Through the experience, I learned I could be a scientist. The more I worked in the lab, the more comfortable I felt. This gave me a sense of purpose going into college.
Designing a STEM Mentorship Program
How do schools design mentorship programs that give students the awesome STEM research experience I had?
Taking the time to develop a strong mentorship program will ensure students have a high-impact STEM experience. Here are some basic guidelines:
— Students should pick a subject they are enthusiastic about. This way they get the most out of their experience.
— Students should spend an extended amount of time at the mentorship site. During the mentorship program at Olentangy, students spend at least 50 hours working with their mentor. This ensures students can get a thorough look at the career they’re testing out.
— Students should work on real research projects and help answer real scientific questions, just like scientists do!
For tools to help design a mentorship program, check out Education Northwest’s resources! To learn more about how the mentorship program I was a part of works, I reached out to my former mentorship teacher, Linda Shank.
Interview with a STEM Mentor:
Rachel: How did the mentorship program start at Olentangy? When did it start?
Linda Shank: The program started at Olentangy High School in about 2000. The Family and Consumer Science Department saw the need to prepare students with transferable skills as part of the college and career preparation.
Rachel: Why are programs like this important, especially for students thinking about pursuing STEM careers?
Linda Shank: Whether it is STEM or any other field, it is important for students to get a real life view of careers they are considering. In so many fields such as medicine or engineering there are a plethora of careers and because technology is constantly evolving the number and face of those careers is also constantly changing so it is even more important. The 21st Century Skills shows that there are so many skills, such as communication, collaboration, problem solving, and innovation that are necessary for those entering the workforce. Mentoring programs provide the opportunity for the development of those skills.
These programs are great for almost any student. The students gain so much more than just getting a look at the career. They gain maturity and build interpersonal and self-management skills just to name a few. Even if they do not find the right career for themselves they can eliminate some. This saves time and college tuition in the long run!

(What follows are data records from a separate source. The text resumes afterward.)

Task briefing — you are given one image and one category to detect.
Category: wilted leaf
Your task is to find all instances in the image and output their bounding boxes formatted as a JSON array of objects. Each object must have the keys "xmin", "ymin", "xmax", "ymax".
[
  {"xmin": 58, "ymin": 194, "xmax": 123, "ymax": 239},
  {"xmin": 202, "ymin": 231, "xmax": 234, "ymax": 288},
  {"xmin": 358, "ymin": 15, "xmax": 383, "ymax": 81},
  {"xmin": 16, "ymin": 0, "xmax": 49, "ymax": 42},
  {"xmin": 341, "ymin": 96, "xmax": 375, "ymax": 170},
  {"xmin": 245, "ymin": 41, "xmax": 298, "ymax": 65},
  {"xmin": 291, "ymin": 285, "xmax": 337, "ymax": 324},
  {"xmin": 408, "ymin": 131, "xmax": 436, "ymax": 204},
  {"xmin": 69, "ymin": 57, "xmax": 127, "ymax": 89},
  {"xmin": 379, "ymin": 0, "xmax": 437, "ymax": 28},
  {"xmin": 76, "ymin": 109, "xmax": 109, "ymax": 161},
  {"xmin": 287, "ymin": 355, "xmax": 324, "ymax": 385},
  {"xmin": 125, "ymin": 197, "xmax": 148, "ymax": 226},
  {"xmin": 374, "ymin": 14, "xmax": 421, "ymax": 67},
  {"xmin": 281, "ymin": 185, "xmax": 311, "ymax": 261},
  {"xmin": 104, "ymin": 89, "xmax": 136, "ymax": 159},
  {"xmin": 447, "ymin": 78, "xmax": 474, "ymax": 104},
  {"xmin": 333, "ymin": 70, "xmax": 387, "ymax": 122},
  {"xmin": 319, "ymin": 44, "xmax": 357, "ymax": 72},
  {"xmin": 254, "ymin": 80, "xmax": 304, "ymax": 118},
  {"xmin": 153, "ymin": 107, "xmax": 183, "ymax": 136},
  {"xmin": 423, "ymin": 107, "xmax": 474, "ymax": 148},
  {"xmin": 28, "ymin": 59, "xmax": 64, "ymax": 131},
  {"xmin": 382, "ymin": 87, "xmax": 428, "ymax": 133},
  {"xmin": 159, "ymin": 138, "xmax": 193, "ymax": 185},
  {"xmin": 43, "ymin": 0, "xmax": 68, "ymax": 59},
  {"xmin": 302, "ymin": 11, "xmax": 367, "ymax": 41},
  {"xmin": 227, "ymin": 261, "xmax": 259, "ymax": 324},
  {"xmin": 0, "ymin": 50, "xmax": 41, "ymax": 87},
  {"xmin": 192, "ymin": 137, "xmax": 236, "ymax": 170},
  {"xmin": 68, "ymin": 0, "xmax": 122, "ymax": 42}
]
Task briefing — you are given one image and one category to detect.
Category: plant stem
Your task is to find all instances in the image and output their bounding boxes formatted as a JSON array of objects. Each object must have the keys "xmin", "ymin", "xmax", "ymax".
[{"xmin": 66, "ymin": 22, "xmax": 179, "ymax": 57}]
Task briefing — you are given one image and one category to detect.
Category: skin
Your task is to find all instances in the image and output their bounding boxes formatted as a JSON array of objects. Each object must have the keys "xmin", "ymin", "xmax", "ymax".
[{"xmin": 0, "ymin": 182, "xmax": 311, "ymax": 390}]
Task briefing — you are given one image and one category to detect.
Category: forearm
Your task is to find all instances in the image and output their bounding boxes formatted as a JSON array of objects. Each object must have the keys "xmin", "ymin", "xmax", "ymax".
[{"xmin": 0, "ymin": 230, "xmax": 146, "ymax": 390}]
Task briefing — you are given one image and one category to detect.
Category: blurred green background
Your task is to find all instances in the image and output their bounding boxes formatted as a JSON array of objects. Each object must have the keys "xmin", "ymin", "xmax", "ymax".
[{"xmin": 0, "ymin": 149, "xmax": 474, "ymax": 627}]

Rachel: What advice do you have for teachers who want to start a mentorship program at their school?
Linda Shank: Do research by collaborating with other teachers. Visit their programs to find out what works and what doesn’t so you can avoid pit falls. Having a network is invaluable.
Kicking off 2016 with a STEM mentoring bang!
It’s important for school mentorship programs to develop relationships with STEM professionals in their communities. Network with organizations that can help recruit mentors. Connecting students to scientists can also mean students do some of the foot work, reaching out to scientists they would like to work with.
Another important part of developing a research mentorship program is talking to scientists about the benefits of working with a mentee. Volunteering with students increases community engagement and can make a huge difference on a student’s future. In addition, having extra help in the lab will benefit a scientist’s research!
Mentorship programs also help parents who need practical ways to engage their children in discussions about their futures and the possibilities available to them.
Gaining experience in a real STEM workplace, like a microbiology research lab, is one of the most important ways to engage students in possible STEM careers. My experience helped laid the foundation for a life-long love of science. It is my hope that more students have the opportunity to work with real STEM professionals and realize they too have the potential to pursue an innovative career!